The independent tuition-based school has always used a very "nature forward" approach to learning, and this year, due to COVID-19, will rely on that model even more.

“I did venture out to Target just recently and I saw all the back-to-school supplies and I don’t really have to get any of that," Stewart said.

What is on her back-to-school list, is bug spray, camping pads, and hats with mosquito netting.

"What I’m doing now is I’m searching REI, I’m searching Patagonia, I’m going to my local camping stores," she said.

Upland Hills has been around for 48 years providing a non-traditional approach to learning for kids as young as four, and now, through high school age.

The school has a ropes course and a CSA farm on its property, so kids are also provided with true "farm-to-table" meals.

“We have a long history of being a nature-based school and we’re in this beautiful setting, 30 acres in the woods here.
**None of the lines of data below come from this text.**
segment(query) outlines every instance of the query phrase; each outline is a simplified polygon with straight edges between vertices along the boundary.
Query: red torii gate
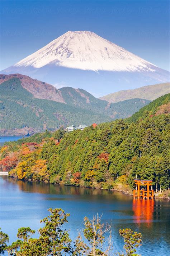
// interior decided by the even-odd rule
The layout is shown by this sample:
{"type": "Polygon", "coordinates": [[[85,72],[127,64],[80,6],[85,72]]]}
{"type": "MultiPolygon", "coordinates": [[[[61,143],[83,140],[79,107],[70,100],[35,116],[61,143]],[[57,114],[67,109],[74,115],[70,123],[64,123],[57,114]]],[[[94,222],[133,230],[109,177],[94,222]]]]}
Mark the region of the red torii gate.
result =
{"type": "Polygon", "coordinates": [[[143,199],[145,198],[148,199],[150,198],[154,198],[154,190],[149,189],[150,186],[152,186],[152,180],[134,179],[134,181],[137,189],[133,190],[134,198],[135,197],[137,197],[138,198],[141,197],[143,199]],[[143,189],[140,189],[140,186],[147,186],[147,190],[144,190],[143,189]]]}

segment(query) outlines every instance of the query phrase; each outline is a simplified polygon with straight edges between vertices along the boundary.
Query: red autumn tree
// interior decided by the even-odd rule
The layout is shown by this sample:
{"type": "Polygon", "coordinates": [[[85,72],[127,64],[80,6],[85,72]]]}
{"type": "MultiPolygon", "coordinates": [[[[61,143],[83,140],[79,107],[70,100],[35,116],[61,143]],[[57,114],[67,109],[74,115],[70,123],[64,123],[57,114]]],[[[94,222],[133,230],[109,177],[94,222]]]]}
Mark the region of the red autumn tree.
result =
{"type": "Polygon", "coordinates": [[[72,175],[73,176],[73,180],[76,183],[78,183],[79,182],[79,180],[81,178],[81,173],[77,171],[75,172],[72,175]]]}

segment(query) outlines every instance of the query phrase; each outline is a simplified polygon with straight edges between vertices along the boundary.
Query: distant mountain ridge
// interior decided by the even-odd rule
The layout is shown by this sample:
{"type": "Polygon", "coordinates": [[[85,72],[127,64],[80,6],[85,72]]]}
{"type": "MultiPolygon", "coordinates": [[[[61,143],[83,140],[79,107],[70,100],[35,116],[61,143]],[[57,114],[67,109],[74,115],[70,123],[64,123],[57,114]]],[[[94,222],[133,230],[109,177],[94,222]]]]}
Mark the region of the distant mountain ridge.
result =
{"type": "Polygon", "coordinates": [[[88,31],[68,31],[1,72],[80,87],[98,97],[170,81],[169,72],[88,31]]]}
{"type": "Polygon", "coordinates": [[[99,99],[114,103],[138,98],[153,100],[170,93],[170,83],[164,83],[144,86],[132,90],[119,91],[99,99]]]}
{"type": "Polygon", "coordinates": [[[28,128],[34,131],[55,130],[61,126],[90,125],[126,118],[150,102],[136,99],[110,104],[82,89],[57,89],[20,74],[0,75],[0,94],[2,135],[11,129],[20,129],[22,135],[22,129],[29,133],[28,128]]]}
So to be outside for 2-3 hours a day is really typical for our students," said Director of School Rob Himburg.

Because of COVID, outdoor learning will be central this fall. However, the school does also offer online learning.

“This is going to be my new classroom for the coming year," said teacher Robert Crowe, walking around one of the school's former gardens.

Social distancing should be easy outdoors and class sizes are always pretty small, given that Upland Hills only has around 70 families.

Crowe said he wants to make sure students can get their work done outside too.

“To be able to focus outdoors is not easy. So the solution I hit on was for every child to have their own individual tent," he said. Crowe said being able to learn in the outdoors gives students a unique sense of agency, something that traditional classrooms don't always provide.

Students may also learn in larger, four-season tents, which can be heated in the winter.

The school also has an indoor space, in the event teachers and students would need to go inside.

Lessons will usually circle back to nature in some way, so that students are learning basic skills like mathematics in a hands-on way, like building a greenhouse Himburg said.

Tuition for Upland Hills is a little more than $11,000 annually, making this out of reach for some families.

For Stewart, whose kids started at Upland Hills last year, this approach to learning has been really special, and offered her sons an education she doesn't think they could get elsewhere.

Classes at Upland Hills begin Aug. 17.

Statewide, many districts are still in the process of deciding what approach is best for teachers and students: online learning, face-to-face, or a combination of the two. Gov. Whitmer is leaving the decision up to individual districts as long as Michigan remains in phase 4 of re-opening.